Durante la notte del 21 giugno, gli Stati Uniti sono entrati a loro volta nel conflitto sganciando bombe penetranti da tredici tonnellate per distruggere i siti nucleari iraniani. Dispositivi così potenti non erano stati utilizzati dalla seconda guerra mondiale.

In questa situazione di sviluppo della guerra e della barbarie, la nostra organizzazione ha deciso di effettuare un incontro pubblico internazionale online. Ma oltre lo scopo di discutere per analizzare e comprendere la situazione, c’è qualcosa di ancora più importante: raggruppare le forze rivoluzionarie, isolate le une dalle altre in molti paesi, per affermare insieme la voce proletaria dell’internazionalismo.

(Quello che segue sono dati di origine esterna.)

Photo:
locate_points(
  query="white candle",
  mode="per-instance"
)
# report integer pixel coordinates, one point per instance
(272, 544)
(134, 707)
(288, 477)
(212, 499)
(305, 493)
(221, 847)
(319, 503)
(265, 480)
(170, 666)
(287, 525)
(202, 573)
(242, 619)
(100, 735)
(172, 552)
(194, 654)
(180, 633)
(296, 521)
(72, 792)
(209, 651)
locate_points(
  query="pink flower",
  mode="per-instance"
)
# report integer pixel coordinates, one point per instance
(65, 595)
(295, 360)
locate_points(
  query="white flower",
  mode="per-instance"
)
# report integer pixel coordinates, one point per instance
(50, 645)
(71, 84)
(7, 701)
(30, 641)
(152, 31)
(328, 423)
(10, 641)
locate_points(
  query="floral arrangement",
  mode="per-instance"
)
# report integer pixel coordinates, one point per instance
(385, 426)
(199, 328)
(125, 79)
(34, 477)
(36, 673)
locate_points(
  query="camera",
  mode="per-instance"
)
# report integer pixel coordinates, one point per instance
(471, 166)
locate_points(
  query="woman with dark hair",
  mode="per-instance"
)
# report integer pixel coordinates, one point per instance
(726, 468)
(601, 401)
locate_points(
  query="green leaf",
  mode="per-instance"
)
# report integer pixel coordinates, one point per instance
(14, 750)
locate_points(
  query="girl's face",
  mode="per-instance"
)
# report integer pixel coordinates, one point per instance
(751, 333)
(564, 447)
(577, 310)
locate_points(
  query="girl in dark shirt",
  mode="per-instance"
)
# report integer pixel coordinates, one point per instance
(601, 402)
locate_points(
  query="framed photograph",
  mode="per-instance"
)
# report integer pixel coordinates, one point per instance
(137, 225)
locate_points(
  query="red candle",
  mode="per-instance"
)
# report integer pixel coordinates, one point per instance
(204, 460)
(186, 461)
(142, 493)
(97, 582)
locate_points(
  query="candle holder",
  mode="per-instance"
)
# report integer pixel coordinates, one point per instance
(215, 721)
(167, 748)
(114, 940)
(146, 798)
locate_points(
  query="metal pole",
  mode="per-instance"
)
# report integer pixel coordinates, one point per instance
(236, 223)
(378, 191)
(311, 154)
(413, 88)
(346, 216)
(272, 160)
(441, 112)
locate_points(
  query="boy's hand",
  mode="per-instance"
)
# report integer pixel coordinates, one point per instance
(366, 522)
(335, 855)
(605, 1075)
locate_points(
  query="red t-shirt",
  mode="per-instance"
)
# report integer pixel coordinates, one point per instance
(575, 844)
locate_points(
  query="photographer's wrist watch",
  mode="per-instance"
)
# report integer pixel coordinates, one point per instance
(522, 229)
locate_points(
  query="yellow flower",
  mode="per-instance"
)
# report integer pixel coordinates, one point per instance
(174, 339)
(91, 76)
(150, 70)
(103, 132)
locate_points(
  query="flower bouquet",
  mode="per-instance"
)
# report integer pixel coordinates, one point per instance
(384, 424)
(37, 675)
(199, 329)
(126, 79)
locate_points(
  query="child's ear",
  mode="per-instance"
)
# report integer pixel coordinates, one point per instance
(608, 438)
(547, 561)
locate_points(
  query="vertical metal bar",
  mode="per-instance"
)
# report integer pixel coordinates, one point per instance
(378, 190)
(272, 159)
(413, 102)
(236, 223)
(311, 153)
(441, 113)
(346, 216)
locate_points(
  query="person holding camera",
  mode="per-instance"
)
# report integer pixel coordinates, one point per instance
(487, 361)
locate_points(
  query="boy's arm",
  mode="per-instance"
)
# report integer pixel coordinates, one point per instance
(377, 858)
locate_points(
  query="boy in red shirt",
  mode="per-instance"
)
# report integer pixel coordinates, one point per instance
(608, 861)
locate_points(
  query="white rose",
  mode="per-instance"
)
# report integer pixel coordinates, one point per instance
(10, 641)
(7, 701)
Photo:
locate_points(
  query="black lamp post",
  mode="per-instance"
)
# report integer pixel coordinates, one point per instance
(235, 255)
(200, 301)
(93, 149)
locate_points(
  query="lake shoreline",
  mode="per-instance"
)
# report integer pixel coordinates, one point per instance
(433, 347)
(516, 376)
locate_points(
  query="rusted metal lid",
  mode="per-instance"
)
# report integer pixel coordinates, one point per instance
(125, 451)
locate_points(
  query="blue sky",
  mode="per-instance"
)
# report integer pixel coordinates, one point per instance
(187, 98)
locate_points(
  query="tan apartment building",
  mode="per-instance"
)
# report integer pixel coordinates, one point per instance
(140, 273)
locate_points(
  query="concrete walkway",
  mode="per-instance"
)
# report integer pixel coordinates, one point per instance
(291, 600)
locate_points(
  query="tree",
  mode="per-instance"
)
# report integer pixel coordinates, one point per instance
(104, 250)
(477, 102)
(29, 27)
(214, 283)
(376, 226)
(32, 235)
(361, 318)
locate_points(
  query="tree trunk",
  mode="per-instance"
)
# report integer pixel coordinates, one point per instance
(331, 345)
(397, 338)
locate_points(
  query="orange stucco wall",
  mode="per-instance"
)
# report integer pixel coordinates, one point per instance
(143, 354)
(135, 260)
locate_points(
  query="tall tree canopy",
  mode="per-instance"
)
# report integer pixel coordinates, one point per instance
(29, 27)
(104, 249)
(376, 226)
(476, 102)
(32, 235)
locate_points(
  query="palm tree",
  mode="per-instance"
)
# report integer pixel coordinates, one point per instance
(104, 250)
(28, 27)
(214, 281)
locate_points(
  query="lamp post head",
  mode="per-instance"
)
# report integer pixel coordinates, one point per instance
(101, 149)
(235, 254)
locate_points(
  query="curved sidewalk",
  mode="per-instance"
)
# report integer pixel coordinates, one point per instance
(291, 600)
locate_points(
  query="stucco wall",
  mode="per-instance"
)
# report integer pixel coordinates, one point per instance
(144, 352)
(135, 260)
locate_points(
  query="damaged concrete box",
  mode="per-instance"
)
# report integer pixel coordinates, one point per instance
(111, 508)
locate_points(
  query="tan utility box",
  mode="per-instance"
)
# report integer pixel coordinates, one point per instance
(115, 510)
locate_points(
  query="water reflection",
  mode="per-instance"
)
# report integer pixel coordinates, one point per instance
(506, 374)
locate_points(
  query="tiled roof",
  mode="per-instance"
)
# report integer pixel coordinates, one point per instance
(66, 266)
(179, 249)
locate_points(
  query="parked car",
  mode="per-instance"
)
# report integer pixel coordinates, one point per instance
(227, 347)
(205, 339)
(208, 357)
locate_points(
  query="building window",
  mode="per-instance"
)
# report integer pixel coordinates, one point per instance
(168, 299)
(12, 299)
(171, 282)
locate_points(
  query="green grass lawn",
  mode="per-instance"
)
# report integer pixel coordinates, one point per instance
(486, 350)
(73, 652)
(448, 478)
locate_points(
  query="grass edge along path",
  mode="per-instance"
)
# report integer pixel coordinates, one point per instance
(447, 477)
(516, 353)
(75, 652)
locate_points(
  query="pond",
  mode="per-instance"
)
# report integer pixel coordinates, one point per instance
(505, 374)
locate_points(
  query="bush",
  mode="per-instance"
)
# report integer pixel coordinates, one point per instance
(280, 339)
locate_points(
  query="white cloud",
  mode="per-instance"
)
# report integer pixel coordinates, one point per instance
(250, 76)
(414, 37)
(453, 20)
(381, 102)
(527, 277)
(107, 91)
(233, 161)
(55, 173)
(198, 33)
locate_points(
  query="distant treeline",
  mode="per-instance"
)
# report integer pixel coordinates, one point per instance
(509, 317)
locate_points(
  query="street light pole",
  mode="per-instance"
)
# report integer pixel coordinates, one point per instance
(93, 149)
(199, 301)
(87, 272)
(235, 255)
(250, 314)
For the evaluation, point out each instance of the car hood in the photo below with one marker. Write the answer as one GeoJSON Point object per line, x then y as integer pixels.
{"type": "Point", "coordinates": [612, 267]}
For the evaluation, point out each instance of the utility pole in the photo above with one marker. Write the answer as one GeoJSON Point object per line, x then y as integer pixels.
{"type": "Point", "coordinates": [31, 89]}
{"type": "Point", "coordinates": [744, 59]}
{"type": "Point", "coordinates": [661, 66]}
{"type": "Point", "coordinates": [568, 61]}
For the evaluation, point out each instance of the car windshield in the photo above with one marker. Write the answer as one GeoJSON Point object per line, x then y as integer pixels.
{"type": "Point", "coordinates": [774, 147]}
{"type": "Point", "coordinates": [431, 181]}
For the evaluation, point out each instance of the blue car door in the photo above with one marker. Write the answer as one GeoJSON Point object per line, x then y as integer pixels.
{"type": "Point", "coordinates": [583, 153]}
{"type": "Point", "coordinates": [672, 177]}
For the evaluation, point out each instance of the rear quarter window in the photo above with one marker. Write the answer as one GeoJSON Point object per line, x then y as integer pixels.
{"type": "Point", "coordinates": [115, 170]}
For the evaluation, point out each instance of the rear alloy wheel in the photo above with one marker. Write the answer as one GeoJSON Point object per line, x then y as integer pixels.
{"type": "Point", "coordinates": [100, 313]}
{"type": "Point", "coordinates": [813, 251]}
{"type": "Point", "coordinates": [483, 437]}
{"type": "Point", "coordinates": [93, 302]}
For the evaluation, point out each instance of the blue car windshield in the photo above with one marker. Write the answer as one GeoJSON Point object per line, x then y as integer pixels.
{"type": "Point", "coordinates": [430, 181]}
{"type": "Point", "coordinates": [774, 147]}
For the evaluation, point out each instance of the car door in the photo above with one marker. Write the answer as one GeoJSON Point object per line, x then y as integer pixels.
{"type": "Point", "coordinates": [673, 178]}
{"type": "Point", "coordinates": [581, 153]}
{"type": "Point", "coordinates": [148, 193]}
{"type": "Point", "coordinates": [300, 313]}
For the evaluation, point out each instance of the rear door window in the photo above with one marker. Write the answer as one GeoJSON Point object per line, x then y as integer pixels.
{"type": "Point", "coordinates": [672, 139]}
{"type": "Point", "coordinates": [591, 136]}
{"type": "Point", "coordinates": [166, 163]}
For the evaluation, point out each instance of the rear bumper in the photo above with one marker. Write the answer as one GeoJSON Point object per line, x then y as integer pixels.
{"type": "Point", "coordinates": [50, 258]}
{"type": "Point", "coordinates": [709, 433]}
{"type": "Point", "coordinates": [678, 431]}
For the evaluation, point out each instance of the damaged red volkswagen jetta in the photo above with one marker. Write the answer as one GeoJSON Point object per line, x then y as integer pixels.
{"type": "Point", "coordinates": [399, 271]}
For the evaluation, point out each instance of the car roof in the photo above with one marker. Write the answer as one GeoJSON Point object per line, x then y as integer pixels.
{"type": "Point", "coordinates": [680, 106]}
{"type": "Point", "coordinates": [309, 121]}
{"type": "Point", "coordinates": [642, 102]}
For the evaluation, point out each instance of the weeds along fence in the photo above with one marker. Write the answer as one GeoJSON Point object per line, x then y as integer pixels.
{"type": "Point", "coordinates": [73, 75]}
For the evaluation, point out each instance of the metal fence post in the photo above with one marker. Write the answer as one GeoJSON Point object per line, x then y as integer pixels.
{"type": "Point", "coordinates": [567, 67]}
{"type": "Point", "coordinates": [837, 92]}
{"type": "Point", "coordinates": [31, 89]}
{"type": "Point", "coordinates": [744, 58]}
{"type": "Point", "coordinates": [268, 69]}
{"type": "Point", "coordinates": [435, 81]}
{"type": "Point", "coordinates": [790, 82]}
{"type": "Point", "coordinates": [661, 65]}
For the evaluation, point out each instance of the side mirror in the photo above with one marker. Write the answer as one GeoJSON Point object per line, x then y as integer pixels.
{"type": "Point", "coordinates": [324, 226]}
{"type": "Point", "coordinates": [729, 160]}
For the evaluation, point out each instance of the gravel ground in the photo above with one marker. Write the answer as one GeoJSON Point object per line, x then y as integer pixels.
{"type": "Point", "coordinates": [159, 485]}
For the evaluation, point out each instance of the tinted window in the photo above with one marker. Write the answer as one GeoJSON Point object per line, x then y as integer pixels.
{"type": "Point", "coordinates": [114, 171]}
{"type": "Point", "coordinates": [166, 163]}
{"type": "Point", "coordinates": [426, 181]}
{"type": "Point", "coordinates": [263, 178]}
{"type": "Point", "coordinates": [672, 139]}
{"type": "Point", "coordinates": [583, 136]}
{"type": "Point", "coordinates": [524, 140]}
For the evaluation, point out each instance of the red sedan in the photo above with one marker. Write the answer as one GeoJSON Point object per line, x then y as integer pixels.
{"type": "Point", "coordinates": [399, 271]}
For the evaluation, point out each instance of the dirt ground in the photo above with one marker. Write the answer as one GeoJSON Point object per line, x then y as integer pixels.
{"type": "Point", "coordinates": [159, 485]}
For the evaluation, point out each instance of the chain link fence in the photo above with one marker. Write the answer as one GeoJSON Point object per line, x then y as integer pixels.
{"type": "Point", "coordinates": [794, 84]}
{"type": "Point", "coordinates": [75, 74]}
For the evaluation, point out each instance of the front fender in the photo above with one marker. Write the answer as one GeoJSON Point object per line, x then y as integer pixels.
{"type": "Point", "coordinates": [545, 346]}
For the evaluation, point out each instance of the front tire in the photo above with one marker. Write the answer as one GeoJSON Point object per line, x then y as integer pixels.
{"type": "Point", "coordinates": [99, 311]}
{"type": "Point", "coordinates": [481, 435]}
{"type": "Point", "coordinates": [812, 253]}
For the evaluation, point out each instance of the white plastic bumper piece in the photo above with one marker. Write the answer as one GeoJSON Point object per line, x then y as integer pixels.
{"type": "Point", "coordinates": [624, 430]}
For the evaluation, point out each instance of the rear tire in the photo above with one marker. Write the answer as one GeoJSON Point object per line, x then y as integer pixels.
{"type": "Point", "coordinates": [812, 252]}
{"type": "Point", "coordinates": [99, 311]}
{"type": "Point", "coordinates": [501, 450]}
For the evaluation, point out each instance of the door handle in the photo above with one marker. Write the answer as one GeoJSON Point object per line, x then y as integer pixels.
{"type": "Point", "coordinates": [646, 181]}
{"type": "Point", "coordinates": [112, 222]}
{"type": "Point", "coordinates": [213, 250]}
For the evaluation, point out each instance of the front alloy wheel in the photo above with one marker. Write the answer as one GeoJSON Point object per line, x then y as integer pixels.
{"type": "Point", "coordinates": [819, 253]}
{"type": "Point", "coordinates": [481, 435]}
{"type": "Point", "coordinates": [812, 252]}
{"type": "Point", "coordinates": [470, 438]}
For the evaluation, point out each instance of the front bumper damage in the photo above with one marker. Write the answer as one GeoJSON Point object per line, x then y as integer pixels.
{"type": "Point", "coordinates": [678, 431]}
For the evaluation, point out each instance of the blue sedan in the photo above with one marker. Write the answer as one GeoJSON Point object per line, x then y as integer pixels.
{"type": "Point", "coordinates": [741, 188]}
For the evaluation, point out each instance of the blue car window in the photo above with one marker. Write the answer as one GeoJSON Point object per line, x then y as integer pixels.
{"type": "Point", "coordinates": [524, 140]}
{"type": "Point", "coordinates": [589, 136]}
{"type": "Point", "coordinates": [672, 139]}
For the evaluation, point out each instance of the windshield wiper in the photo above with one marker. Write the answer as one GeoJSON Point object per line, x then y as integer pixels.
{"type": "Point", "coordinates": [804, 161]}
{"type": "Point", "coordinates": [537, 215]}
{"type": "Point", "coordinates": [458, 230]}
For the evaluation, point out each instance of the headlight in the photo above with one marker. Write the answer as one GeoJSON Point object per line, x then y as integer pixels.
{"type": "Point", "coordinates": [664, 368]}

Da questo punto di vista possiamo dire subito che questo incontro pubblico internazionale è stato un vero successo. Organizzato in pochi giorni, molti compagni hanno risposto all’appello, denunciando la natura imperialista di tutte le nazioni coinvolte nel conflitto e difendendo con forza che l’unico futuro per l’umanità è la solidarietà e l’unità dei lavoratori, al di là delle frontiere, delle razze e delle religioni.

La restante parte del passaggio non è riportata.